Here, the Defendant returned the premium payment 120 days after the recorded statement was completed. The policy fees were not returned until 753 days after the recorded statement (694 days from the notice of rescission) — well into the pendency of the instant litigation.

The Court concludes that policy premium/fee was not returned timely. Further, as the Defendant withheld Richie’s funds, for the benefit of the Defendant at the expense of Richie, the Court concludes the status quo has not been returned. The Defendant has profited without providing a benefit to Richie. The Court therefore concludes that interest must be returned with the policy premium/fee. As the Defendant has not done so, the policy was not properly rescinded.

D. POLICY CANCELATION

As the policy rescission has been addressed in the above, the Court finds no reason to issue an opinion as to the termination provision’s alleged ambiguity at this time.

E. INNOCENT INSURED DOCTRINE

As the policy rescission has been addresses in the above, the Court finds no reason to issue an opinion as to the applicability of the Innocent Insured Doctrine at this time.

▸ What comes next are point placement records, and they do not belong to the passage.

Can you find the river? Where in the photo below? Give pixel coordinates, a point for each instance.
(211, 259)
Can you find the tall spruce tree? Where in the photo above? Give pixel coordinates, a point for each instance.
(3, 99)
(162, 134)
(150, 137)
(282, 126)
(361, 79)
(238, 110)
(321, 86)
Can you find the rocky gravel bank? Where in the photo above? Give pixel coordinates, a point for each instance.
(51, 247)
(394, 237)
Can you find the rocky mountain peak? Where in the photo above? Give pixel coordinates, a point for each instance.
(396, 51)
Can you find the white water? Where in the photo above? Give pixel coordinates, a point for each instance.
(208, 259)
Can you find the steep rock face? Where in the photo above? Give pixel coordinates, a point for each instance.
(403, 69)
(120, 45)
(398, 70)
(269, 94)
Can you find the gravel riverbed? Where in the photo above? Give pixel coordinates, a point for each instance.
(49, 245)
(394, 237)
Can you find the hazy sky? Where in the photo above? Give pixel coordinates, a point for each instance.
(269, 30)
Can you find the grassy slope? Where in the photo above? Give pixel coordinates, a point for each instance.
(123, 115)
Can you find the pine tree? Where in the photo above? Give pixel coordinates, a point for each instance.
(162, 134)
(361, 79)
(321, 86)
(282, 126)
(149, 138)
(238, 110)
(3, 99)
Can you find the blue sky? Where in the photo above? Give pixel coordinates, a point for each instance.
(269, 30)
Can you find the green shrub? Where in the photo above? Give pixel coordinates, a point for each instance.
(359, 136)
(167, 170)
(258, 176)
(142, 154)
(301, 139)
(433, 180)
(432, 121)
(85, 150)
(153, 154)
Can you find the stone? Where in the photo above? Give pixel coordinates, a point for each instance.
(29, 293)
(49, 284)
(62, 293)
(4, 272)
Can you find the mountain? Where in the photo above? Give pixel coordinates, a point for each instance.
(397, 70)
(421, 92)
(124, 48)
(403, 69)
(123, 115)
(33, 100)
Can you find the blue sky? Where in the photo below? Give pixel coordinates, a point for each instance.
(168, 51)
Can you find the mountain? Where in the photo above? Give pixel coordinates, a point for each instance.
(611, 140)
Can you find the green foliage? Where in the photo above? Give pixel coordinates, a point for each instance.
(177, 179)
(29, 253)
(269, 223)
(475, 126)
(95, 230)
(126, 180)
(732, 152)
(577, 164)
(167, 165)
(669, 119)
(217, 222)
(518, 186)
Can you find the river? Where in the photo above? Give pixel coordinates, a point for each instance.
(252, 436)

Wherefore, based on the foregoing, this Court finds that no material issues of fact exist which would preclude entry of summary judgment. The insurance company has waived its right to rescind the subject insurance policy. Further, this Court finds that the prior rescission was improper.

THEREFORE, IT IS HEREBY ORDERED: Plaintiff’s Motion for Summary Judgment is hereby GRANTED. Coverage will be provided under the subject policy of insurance.

__________________

1Defendant claims that the failure to list additional household relatives, including Draper, on the policy application was the triggering event which led to the policy rescission

2Had the Defendant intended to communicate to Richie the necessity of listing non-licensed, and/or non-driving resident relatives in the application, the Defendant could have chosen language that would have more clearly communicated that intention.

3The subject policy of insurance builds upon Fla. Stat. § 627.409 in that only a knowing misrepresentation, omission, concealment of fact, or incorrect statement may prevent recovery under the policy.